I think without regular insect repelant spraying, my favourite girl would be my favourite ex!

Good luck anyhow.


----------



## Hick (Sep 26, 2006)

hullo bot'bob...the problem with "time released" ferts, they don't release what the plant needs, when it needs it. They simply release ferts. MJ needs different nutrients through different stages.
  For mj to grow to its potential, _it must be cared for_. "IMHO", in most cases/scenarios, mj won't survive, let alone produce a quality crop without routine maintenance. Bugs, critters, drought wil most likely be visiting your plants, as should their caretaker..You're spending hard earned money on seed, why risk throwing it away.
    IMHO, spreading the plants, 2-3 per spot, will increase your chance of success.


----------



## Constantlyhigh (Oct 1, 2006)

I've never had a heavy plot of plants growing and my best record is 3 plants from seed to harvest.  I suggest a few areas of 2-3 plants.  My plnats ended up to be stealthy, but by the end of the season the plants proving cover for my bud have started to fall back or get mashed down by some recent heavy rains, so now my plants are not as hidden as they were during the summer.

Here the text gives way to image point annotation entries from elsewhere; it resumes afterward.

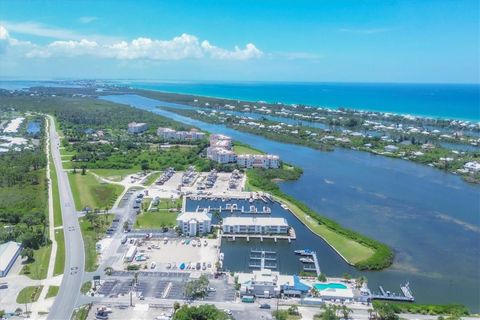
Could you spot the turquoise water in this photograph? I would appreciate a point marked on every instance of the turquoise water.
(458, 101)
(332, 285)
(429, 217)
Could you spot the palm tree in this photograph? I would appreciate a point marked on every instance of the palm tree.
(345, 312)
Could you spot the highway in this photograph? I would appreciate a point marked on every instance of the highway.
(74, 250)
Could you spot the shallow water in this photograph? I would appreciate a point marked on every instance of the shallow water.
(430, 218)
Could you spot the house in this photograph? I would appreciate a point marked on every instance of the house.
(137, 127)
(258, 161)
(391, 148)
(9, 253)
(254, 225)
(221, 155)
(195, 223)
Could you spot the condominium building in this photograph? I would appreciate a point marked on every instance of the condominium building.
(254, 225)
(195, 223)
(170, 134)
(221, 155)
(137, 127)
(221, 141)
(258, 161)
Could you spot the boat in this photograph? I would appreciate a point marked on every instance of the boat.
(305, 252)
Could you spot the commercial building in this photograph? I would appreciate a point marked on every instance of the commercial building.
(221, 141)
(254, 225)
(137, 127)
(221, 155)
(265, 161)
(266, 283)
(170, 134)
(194, 223)
(9, 253)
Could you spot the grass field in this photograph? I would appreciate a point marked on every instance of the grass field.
(89, 192)
(57, 211)
(90, 240)
(29, 294)
(148, 220)
(52, 291)
(60, 257)
(38, 269)
(151, 178)
(115, 174)
(244, 149)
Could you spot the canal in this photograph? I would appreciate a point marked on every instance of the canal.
(430, 218)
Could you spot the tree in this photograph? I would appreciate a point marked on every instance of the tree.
(28, 253)
(202, 312)
(345, 312)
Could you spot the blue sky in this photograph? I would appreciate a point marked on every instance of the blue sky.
(349, 41)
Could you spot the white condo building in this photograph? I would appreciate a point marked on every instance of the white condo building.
(170, 134)
(253, 225)
(194, 223)
(258, 161)
(137, 127)
(221, 155)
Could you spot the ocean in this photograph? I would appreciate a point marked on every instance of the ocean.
(452, 101)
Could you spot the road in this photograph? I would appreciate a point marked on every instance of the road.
(74, 250)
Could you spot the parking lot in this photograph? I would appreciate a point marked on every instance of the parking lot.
(162, 285)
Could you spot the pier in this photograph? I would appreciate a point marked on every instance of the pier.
(391, 296)
(309, 267)
(262, 259)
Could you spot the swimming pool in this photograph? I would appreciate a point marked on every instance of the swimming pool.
(332, 285)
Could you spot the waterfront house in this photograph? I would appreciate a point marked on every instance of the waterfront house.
(137, 127)
(195, 223)
(254, 225)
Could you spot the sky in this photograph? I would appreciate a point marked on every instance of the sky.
(266, 40)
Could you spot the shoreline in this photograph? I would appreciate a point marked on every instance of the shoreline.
(360, 109)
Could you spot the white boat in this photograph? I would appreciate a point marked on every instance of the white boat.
(306, 260)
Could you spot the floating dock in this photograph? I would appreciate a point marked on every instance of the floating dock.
(262, 259)
(406, 295)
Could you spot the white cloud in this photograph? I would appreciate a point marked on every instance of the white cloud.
(185, 46)
(87, 19)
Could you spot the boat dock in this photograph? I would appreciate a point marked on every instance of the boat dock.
(232, 237)
(262, 259)
(315, 267)
(406, 295)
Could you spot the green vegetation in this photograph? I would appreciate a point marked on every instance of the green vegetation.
(57, 211)
(202, 312)
(60, 257)
(241, 148)
(86, 287)
(430, 309)
(93, 226)
(363, 252)
(116, 175)
(37, 268)
(89, 192)
(23, 198)
(29, 294)
(150, 220)
(52, 291)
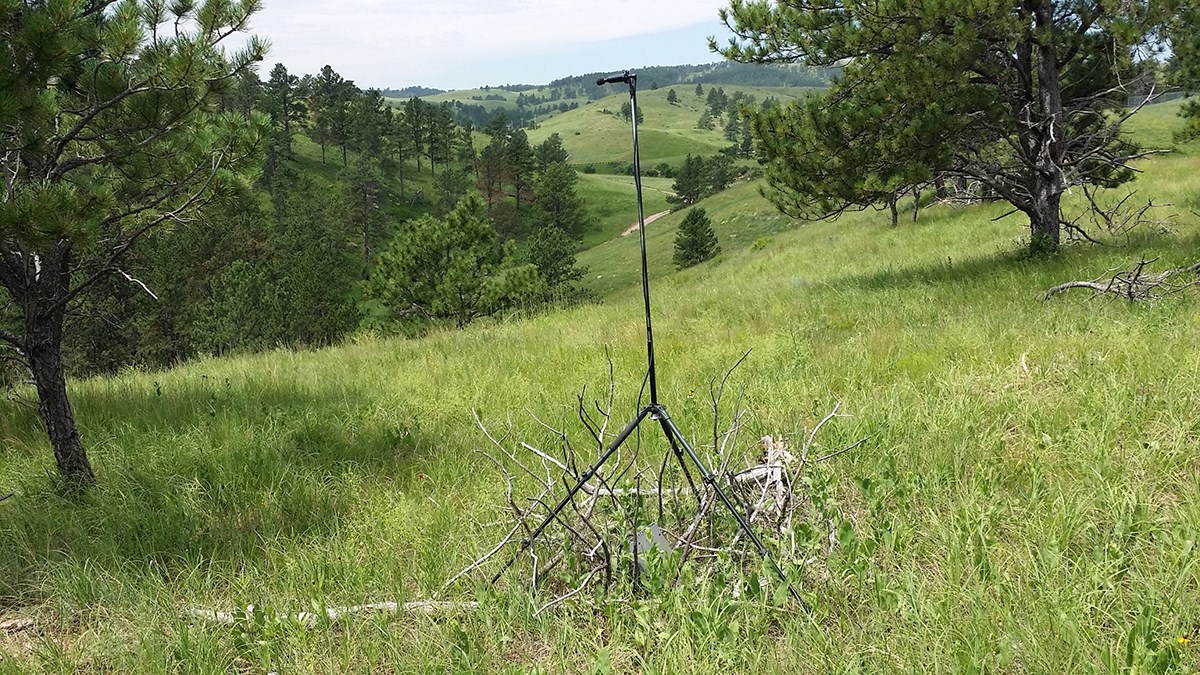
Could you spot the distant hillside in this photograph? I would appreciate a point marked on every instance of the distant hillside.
(725, 72)
(409, 91)
(528, 103)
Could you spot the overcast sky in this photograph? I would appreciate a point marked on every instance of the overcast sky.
(465, 43)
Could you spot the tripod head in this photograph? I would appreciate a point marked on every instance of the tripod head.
(627, 77)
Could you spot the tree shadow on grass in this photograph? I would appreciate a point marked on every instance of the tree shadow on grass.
(201, 475)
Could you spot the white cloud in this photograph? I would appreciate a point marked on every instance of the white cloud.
(379, 43)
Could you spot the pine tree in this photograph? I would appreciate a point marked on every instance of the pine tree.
(557, 203)
(695, 239)
(1017, 95)
(108, 130)
(282, 100)
(691, 180)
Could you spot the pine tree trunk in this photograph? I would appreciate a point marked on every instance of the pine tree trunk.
(1044, 139)
(43, 338)
(1044, 227)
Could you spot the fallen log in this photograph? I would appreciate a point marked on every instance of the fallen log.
(309, 619)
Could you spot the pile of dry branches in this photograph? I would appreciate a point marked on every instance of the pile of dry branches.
(1135, 285)
(641, 503)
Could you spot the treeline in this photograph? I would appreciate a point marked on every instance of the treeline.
(748, 75)
(397, 223)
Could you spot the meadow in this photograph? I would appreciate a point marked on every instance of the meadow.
(1026, 501)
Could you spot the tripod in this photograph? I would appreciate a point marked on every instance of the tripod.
(655, 410)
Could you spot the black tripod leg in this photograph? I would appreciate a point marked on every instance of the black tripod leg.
(579, 485)
(711, 481)
(678, 452)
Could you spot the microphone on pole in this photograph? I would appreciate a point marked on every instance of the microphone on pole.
(624, 77)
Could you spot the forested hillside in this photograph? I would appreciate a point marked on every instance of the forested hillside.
(324, 240)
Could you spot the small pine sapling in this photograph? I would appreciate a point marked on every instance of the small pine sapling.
(695, 240)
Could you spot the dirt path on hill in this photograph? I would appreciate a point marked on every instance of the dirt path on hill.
(633, 228)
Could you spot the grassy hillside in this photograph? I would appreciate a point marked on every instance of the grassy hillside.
(595, 133)
(1026, 502)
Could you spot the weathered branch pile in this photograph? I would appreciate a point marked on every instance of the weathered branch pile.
(1116, 220)
(643, 505)
(1137, 285)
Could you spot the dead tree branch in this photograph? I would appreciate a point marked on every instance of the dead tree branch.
(1135, 285)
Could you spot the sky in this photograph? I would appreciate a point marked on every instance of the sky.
(467, 43)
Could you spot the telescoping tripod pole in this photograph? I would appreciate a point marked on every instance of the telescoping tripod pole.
(655, 410)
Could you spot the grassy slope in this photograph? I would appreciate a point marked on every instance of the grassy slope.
(1027, 500)
(669, 132)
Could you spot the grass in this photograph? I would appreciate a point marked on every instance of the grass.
(1027, 501)
(595, 133)
(612, 202)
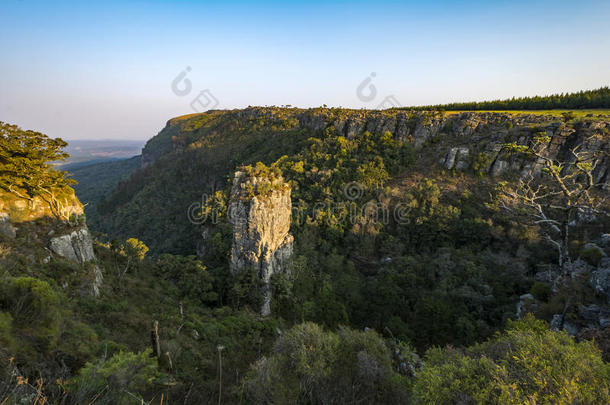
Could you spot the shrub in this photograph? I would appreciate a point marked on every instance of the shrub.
(35, 309)
(125, 378)
(528, 363)
(541, 291)
(309, 365)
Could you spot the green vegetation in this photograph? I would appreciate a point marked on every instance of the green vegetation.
(599, 98)
(525, 364)
(96, 181)
(26, 170)
(395, 259)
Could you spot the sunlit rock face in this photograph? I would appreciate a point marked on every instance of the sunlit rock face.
(261, 225)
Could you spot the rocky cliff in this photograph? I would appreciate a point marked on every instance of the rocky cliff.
(259, 212)
(461, 140)
(69, 239)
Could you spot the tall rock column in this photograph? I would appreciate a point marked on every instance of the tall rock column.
(259, 212)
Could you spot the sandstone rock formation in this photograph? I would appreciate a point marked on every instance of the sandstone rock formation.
(78, 246)
(259, 212)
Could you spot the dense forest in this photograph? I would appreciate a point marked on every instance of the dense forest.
(585, 99)
(419, 273)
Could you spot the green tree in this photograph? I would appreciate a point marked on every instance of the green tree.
(125, 378)
(527, 363)
(25, 166)
(310, 365)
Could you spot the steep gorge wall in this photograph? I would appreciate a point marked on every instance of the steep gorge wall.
(459, 139)
(35, 222)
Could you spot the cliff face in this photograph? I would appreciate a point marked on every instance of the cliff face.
(69, 239)
(460, 138)
(261, 225)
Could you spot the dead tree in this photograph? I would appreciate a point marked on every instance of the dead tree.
(553, 197)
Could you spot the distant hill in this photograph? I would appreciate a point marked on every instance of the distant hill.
(586, 99)
(89, 151)
(98, 179)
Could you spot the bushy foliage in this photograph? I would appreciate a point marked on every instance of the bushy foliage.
(34, 307)
(123, 379)
(599, 98)
(528, 363)
(188, 276)
(310, 365)
(26, 166)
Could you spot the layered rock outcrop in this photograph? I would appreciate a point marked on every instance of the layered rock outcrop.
(69, 239)
(259, 212)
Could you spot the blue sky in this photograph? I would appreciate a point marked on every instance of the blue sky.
(91, 70)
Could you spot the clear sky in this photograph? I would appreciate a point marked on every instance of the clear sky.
(104, 69)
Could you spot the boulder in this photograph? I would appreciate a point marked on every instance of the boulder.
(6, 227)
(76, 246)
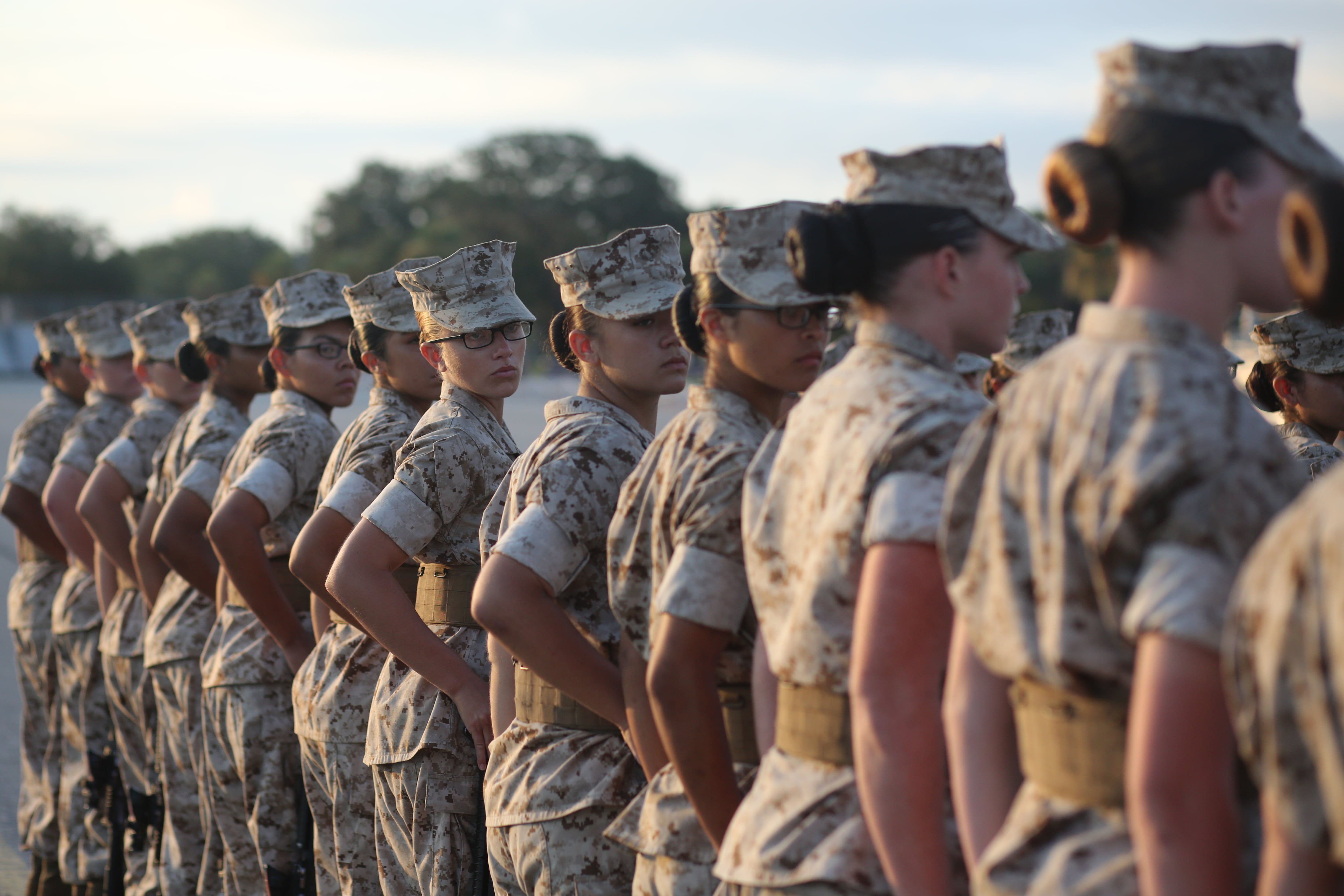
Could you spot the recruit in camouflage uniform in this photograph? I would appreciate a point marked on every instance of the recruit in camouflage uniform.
(190, 461)
(77, 617)
(155, 336)
(675, 545)
(862, 461)
(1183, 477)
(552, 790)
(1281, 663)
(1307, 344)
(424, 762)
(31, 592)
(253, 766)
(335, 687)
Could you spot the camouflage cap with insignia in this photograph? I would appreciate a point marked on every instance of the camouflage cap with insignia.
(382, 301)
(970, 178)
(1031, 336)
(156, 332)
(234, 316)
(1249, 87)
(471, 289)
(638, 272)
(53, 336)
(745, 249)
(306, 300)
(1303, 342)
(97, 331)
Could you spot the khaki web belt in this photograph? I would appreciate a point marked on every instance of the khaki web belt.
(296, 593)
(406, 576)
(1072, 747)
(535, 700)
(740, 723)
(814, 723)
(444, 594)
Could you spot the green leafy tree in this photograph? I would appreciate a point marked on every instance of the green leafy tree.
(208, 262)
(60, 256)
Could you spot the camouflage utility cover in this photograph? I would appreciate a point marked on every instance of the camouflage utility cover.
(236, 317)
(636, 273)
(447, 473)
(382, 301)
(1249, 87)
(156, 332)
(471, 289)
(862, 461)
(970, 178)
(1151, 480)
(306, 300)
(279, 461)
(335, 686)
(189, 459)
(557, 504)
(1284, 670)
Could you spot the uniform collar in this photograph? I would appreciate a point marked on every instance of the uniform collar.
(582, 405)
(1100, 320)
(726, 404)
(900, 339)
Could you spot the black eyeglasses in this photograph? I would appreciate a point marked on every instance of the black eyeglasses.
(328, 351)
(799, 316)
(486, 338)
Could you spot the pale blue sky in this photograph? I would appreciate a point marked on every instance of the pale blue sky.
(159, 116)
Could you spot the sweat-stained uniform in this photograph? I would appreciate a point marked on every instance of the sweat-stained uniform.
(675, 547)
(334, 688)
(174, 636)
(76, 624)
(1283, 667)
(252, 759)
(31, 593)
(862, 461)
(550, 790)
(1112, 494)
(121, 645)
(423, 758)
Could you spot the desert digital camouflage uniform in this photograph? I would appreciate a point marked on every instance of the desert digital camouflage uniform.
(1152, 477)
(76, 625)
(550, 792)
(1283, 667)
(423, 758)
(675, 546)
(335, 687)
(862, 461)
(424, 762)
(121, 645)
(31, 593)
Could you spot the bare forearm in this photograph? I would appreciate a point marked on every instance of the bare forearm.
(644, 733)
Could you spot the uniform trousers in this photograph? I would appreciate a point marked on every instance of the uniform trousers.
(341, 794)
(255, 777)
(40, 768)
(424, 847)
(565, 856)
(85, 727)
(132, 707)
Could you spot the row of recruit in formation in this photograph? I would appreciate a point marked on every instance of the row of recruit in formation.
(756, 651)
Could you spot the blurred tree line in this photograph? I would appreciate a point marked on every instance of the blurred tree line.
(546, 191)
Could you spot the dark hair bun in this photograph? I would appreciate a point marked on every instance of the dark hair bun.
(830, 252)
(357, 354)
(1260, 390)
(191, 365)
(560, 334)
(1084, 194)
(1311, 241)
(686, 322)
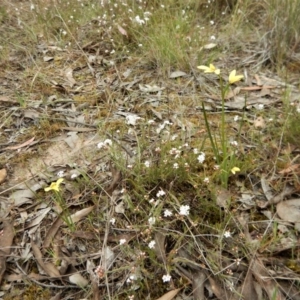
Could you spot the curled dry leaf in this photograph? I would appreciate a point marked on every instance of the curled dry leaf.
(170, 295)
(78, 280)
(289, 210)
(7, 236)
(3, 174)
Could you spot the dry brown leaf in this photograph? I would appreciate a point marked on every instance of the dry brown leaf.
(265, 280)
(170, 295)
(21, 145)
(198, 280)
(48, 267)
(223, 197)
(160, 247)
(290, 169)
(81, 214)
(69, 75)
(51, 233)
(78, 280)
(289, 210)
(6, 239)
(3, 174)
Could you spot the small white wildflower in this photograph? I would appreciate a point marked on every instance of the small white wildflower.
(184, 210)
(167, 213)
(160, 193)
(151, 245)
(60, 174)
(122, 241)
(227, 234)
(201, 157)
(138, 20)
(151, 200)
(105, 144)
(131, 119)
(151, 221)
(236, 118)
(131, 278)
(166, 278)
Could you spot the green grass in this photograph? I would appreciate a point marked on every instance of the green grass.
(164, 186)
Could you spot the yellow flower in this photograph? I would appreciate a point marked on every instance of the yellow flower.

Not too concerned though, it still takes an effort to get tomy grow area.


----------



## longtimegrower (Oct 11, 2006)

Hello B,B not sure what part of the south you are in but here is something that may help . Others that don`t no what im talking about but you might. If there is any cudzoo growing in your area mj will grow like crazy planted in it. The more sun you have the better it will do. Plants seem to strive there . It makes great cover too because it covers everything when growing. The only way for your plants to be seen is from the air. Only one draw back you have to go at least once every three weeks and cut back the runners or they will  cover it over. As cudzoo grows it makes lots of organic matter along with the shade holds moisture on the dryest years. If you dont have any in your area look for an area of newly cut timber around two years old.  find some big rottin log piles plant your plants in top of the piles. In the right places your shovel will go 2 feet in the ground with no effort and mj will grow like crazy if  you get your plants off to a good start and don`t stunt them like so many people do. Also i have even taken a wooden frame and sheet of plastic out to the grow site in the spring fill it with good dirt and plant and cover with plastic. Be sure to remove plastic before tops of plants hit it. Then just transplant to the spot you want the plants. Be sure not to leave grow bed were someone might see it. A lot of plants are found not because of seeing the plants but because someone sees some old flower pots or cups left in the area.  Im a southern grower from the miss. delta. I cant tell you anything about inside growing but i can about gurrilla growing. peace slim


----------